第46話
■side:U-18女子世界大会 監督 川上 律子
色々あった。
本当に色々あった。
この苦労を的確な言葉にして誰かに伝えることが出来ない自分がもどかしい。
U-18女子日本代表の選考会もついに最終日を迎える。
連日夜遅くまでスタッフ陣は会議を続けていて、色々と限界が近い。
それでも今日を乗り切れば……を合言葉に頑張っている。
しかし選考会は、本当に予想外だらけだ。
1日目は、U-15側の予想外の強さに驚いた。
こちらが負けると思っていなかっただけに衝撃的だった。
2日目は、逆にこちらがU-15側を終始押し込む形である意味予定通りと言えば予定通りなのだが個人技が中心という点が微妙だと言える。

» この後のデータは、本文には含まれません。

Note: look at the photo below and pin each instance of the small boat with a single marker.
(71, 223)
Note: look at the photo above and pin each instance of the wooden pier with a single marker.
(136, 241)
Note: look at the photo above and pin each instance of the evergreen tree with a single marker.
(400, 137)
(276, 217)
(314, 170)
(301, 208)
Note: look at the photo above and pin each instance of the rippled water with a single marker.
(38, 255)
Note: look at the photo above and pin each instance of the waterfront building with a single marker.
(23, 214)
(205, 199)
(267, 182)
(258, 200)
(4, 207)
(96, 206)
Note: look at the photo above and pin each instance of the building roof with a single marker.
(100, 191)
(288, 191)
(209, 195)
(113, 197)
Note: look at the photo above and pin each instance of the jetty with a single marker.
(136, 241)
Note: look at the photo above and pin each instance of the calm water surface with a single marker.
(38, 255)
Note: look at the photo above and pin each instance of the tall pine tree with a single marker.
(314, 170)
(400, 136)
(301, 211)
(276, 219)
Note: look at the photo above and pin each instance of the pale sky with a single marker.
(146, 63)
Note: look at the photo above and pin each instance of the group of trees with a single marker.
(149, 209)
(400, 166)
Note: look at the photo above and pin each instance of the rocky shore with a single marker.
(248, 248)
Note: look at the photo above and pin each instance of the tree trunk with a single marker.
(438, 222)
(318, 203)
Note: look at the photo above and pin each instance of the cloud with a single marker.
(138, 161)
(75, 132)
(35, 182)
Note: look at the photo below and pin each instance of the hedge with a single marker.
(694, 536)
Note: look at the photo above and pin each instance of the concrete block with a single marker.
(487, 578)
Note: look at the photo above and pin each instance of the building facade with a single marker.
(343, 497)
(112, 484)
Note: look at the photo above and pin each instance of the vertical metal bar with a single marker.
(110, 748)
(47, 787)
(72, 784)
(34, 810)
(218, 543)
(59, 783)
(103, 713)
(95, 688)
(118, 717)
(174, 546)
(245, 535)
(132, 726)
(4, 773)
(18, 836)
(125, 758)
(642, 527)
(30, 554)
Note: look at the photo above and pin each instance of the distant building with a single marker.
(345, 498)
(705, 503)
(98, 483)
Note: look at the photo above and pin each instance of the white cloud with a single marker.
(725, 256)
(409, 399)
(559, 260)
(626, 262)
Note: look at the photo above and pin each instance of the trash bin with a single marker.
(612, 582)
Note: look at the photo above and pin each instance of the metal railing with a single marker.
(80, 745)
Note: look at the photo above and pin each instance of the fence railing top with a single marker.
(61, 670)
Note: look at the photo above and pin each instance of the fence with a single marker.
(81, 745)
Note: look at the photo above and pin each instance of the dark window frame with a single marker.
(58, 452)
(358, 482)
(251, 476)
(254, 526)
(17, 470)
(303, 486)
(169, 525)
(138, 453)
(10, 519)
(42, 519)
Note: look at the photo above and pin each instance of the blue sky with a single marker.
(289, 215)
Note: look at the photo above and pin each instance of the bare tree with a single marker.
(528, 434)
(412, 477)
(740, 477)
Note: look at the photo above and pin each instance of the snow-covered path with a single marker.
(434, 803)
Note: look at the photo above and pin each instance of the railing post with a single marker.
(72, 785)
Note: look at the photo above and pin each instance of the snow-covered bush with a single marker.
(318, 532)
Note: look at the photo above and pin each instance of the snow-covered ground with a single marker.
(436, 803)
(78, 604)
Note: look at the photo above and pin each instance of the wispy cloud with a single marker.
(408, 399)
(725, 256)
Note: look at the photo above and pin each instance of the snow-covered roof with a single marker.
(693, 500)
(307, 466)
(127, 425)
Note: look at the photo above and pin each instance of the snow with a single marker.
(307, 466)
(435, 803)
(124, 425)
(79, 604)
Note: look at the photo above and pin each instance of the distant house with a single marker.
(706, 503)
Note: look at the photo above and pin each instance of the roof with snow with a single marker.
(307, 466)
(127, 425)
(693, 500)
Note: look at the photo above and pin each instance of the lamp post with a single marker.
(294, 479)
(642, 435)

堀川をリーダーにした時は彼女が声を上げ続け連携を取らせていたが、彼女以外をリーダーにするとダメだった。
3日目は、霧島アリスという規格外の選手に圧倒された。
まさか1人で試合を決めてしまうほどの戦果を挙げるとは。
そして4日目。
U-15側の監督からの申し出でU-18候補のみの紅白戦となった。
理由は単純だ。
「流石にさ~、戦力的に無理そ~だからね~」
向こうの言い分は、もっともだ。
完成形ですらない2日目と3日目で押し込めている時点で最終調整として試合をするメンバーでは相手にならないだろう。
結局、お互い紅白戦で最終調整をするという形になった。
スタッフ陣で会議をして紅白戦のメンバーを決める。
■赤
*リーダー:大里 朱美
・飯尾 明日香
・笠井 千恵美
・大谷 晴香
・南 京子
・大野 晶
・一条 恋
・白石 舞
・―――
■青
*リーダー:堀川 茜
・谷町 香織
・大場 未来
・新城 梓
・宮島 文
・三島 冴
・鈴木 桃香
・霧島 アリス
・―――
霧島アリスに関しては、本人に確認すると『好きにさせて貰えるなら』という条件での参加となった。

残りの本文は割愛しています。